OSIMS - An Open Source IMS experimentation platform

The University of Patras IMS testbed supports PSTN testing scenarios: calls between a PSTN network and any PSTN number (including international and mobile numbers); and calls between IP phones (either soft phone or hard phone) and any PSTN number (including international and mobile numbers). The testbed has been used in numerous interoperability experiments with the carrier grade network of Telecom Austria, and the NGN testbeds of Siemens AG in Munich and Telefónica TID in Madrid. It is currently hosts experiments from the FP7 VITAL++ project. Integration of the testbed into the Teagle framework was carried out under the PII project. In OpenLab, the testbed will be enhanced to incubate P2P/NGN QoS reservation algorithms and establish experimentation paths taking advantage of the OpenFlow protocol. Read more about OSIMS ...

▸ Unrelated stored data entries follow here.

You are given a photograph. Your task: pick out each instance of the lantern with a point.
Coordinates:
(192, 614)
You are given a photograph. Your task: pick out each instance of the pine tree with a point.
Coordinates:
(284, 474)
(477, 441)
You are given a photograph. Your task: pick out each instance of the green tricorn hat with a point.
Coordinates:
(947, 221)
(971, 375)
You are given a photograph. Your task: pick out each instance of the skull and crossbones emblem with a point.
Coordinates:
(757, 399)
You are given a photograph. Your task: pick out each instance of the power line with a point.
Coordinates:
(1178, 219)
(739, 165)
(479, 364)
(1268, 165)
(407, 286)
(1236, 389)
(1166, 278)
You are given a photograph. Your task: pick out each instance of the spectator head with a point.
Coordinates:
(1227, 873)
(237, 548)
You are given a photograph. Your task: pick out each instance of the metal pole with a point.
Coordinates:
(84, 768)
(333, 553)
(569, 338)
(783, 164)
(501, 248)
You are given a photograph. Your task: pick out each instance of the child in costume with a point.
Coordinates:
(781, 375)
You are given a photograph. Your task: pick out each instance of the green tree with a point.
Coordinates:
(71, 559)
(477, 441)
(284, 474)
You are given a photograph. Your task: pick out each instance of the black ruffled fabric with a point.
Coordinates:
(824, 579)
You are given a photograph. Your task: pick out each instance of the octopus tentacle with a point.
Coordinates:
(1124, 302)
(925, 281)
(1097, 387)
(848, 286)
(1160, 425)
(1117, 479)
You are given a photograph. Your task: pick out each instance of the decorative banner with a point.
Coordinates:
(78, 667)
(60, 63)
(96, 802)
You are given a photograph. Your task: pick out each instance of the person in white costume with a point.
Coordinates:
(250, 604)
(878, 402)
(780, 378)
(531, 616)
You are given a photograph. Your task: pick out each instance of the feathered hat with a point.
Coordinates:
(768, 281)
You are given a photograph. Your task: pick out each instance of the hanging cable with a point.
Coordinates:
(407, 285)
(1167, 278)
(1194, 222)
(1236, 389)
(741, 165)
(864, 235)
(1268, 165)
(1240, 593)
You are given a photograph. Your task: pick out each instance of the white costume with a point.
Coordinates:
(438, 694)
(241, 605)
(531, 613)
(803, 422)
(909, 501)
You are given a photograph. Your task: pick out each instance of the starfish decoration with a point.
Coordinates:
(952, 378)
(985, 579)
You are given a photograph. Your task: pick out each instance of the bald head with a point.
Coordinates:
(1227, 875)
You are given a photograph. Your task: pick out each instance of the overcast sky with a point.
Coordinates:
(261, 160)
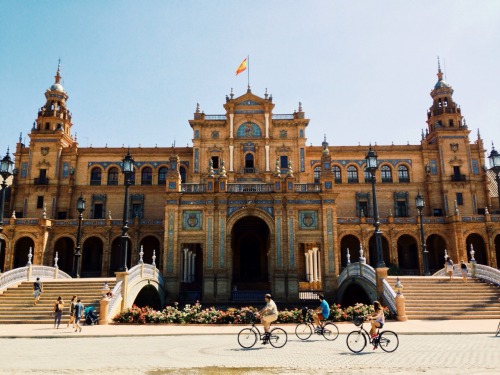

ETOMIC (European Traffic Observatory Measurement InfrastruCture)

ETOMIC [] is a high precision (10s of nanoseconds) network measurement testbed featuring dozens of Internet-connected nodes globally synchronized with GPS clocks. More than 100 users from 34 institutions run over 100 experiments per month. Created in 2004-05 within the FP6 EVERGROW Integrated Project, it was awarded the Best Testbed Award at TridentCom 2005. In OneLab2, ETOMIC opened interfaces to MySlice (described above) to transparently provide measurements to PlanetLab users. OpenLab will continue to promote ETOMIC’s experimental plane interoperability.

Current ETOMIC testbed users

Are your project facilities deployed by project partners, external organizations, other FP7 projects or FIRE STREPS?
Project partners+ external organizations.

Which kinds of experiments/measurements are performed? By whom? Would it be possible to get a contact email in case of external organizations?
Precise one-way delay measurements, topology discovery, available bandwidth calculation.